İktidarın, Suriye politikasında ve genelde uluslararası ilişkilerde gösterdiği istikrarsızlık ve yarattığı güven eksikliği aleyhimize gelişmelere yol açıyor. Aslında, ABD ile ilişkilerimizde 2014’den önce de ciddi sorunlar vardı, bugün sorunlar artmış ve derinleşmiştir, PYD/YPG’ye verilen destek de en önemli sorundur.

S-400 BAŞ BELASI

HÜKÜMETİN S-400’LERİ ALMASI DOĞRU BİR DAVRANIŞ MIYDI? ETKİLERİ NE OLDU.

Kesinlikle yanlış bir karardı. Bunu İYİ Parti olarak defalarca tekrarladık, TBMM çatısı altında da gündeme getirdik, Hükümeti uyardık. S-400’lerin şimdi adeta baş belasına dönüştüğünü iktidar da fark ediyor. S-400’lerin Türkiye’nin hava savunma ağının parçası olan NATO radar sistemine uyarlanması mümkün değil. Yani, kullansak bile kapasitesinden tam olarak yararlanamayacağız. Bilhassa 2014’den beri NATO zirvelerinde bizim de onayımızla kabul edilen metinlerde Rusya bir tehdit olarak tanımlanıyor ve üyelerin Rus silah sistemleri temin etmemeleri kararı yer alıyor. Buna rağmen gidip S-400 alınca ortaklarınız nezdinde güven kaybına uğruyorsunuz. Ukrayna’ya saldırı bu tercihin yanlışlığını teyit etmiştir.

İktidar ABD’nin bize Patriot satmadığını, Avrupalıların SAMP/T sistemini vermediğini öne sürüyor. Bu doğru değildir. ABD Patriot’lar için teklifte bulundu, ama başta teknoloji transferi olmak üzere istediğimiz koşulları sağlamadı. Ben Sayın Milli Savunma Bakanına, ABD’nin Patriot teklifinde bize sağlanmayan hangi koşullar S-400 sözleşmesinde taahhüt edilmiştir diye sordum, cevap alamadım. Fransız/İtalyan ortak yapımı SAMP/T sistemi için ilgi firma bize orta ve uzun vadede ortak çalışma, sistemi müştereken geliştirme ve üretme öneriyordu. Hem Rus hem Türk tarafınca yapılan açıklamalara göre S-400’lerde teknoloji transferi ve ortak üretim öngörülmüyor. Muhtemelen operasyonel hale getirmeyeceğimiz S-400’ler nedeniyle F-35 projesinden dışlandık.
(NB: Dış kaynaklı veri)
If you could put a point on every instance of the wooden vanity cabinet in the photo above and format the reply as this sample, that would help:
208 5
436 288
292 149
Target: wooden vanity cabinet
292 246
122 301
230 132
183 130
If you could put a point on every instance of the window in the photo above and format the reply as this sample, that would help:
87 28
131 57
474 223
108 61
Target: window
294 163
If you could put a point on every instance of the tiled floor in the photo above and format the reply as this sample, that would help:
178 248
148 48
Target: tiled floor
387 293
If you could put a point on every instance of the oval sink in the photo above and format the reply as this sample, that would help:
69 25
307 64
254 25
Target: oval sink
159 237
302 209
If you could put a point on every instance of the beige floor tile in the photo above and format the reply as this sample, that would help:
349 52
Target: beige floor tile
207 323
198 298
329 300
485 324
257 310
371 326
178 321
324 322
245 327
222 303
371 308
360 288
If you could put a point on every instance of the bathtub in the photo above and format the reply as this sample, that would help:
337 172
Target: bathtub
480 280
Böylece, TSK savaş uçağı özellikleri ötesinde gerçek bir savaş platformundan yoksun kaldı, Milli Muharip Uçak projemize sağlanabilecek teknolojik girdileri feda ettik, milyarlarca Dolar tutarındaki “yedek parça” üretimi anlaşmalarını kaybettik.

İKTİDAR HUSUMETE DÖNÜŞTÜRDÜ

TÜRKİYE ABD VE AVRUPA İLE İLİŞKİLERİNİ, SORUNLARA RAĞMEN DAHA İYİ BİR DÜZEYDE YÜRÜTEBİLİR MİYDİ?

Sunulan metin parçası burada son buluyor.